Building the Water Shader

The water on the homepage looks complex but it is really quite a simple effect. It essentially consists of scrolling two normal maps at differing rates to create the appearance of a rippling surface, and then layering a few different lighting effects (blinn-phong, fresnel and skybox reflections). To make it, I found someone on a forum who gave step-by-step instructions on how to make good looking water and I just implemented steps off that list, starting with the most basic, until I had something that looked good.
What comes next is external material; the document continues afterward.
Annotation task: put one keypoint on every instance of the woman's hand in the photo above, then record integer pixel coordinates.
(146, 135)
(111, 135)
I also found an article that gave a really good overview of various techniques involved in simulating and rendering water, check it out here: https://developer.nvidia.com/gpugems/gpugems/part-i-natural-effects/chapter-1-effective-water-simulation-physical-models A lot of what this article covers is considerably more advanced than anything I'm doing in my shader. Even the simulated ripples that appear when you mouse over the water are just a simple velocity based simulation that is being factored into the normal computations. If you look closely, you will see that the surface of the mesh does not actually deform at all from the ripples; it is simply the lighting that changes. I have added some slight sine-based undulations in the vertex shader to make the surface look a bit more alive, but aside from that the effect is entirely the result of lighting tricks.

Here you can see the effect of just scrolling the two normal maps with some simple diffuse lighting:

Water Shader Study (Step 1 - Dual Normal Maps)

You can see the result is something that sort of looks like water, but it's a bit off. Water is quite reflective and this material has no reflections at all. So we'll add some Fresnel lighting (Fresnel reflections? Fresnel effect? I'm not sure of the precise terminology for this effect. It's the reason the edges of a soap bubble look solid while the middle is transparent.) as well as some Blinn-Phong specularity. The effect on the homepage also includes skybox reflections but I have left those out here for simplicity's sake.

Water Shader Study (Step 2 - Lighting)

You'll have to play around a bit with the location of the light source (which is passed as a uniform) to get things looking just right, and as you can see having transparent water on a black background tends to look a bit strange. I think the skybox relfections also really help sell it. But that's pretty much all there is to it.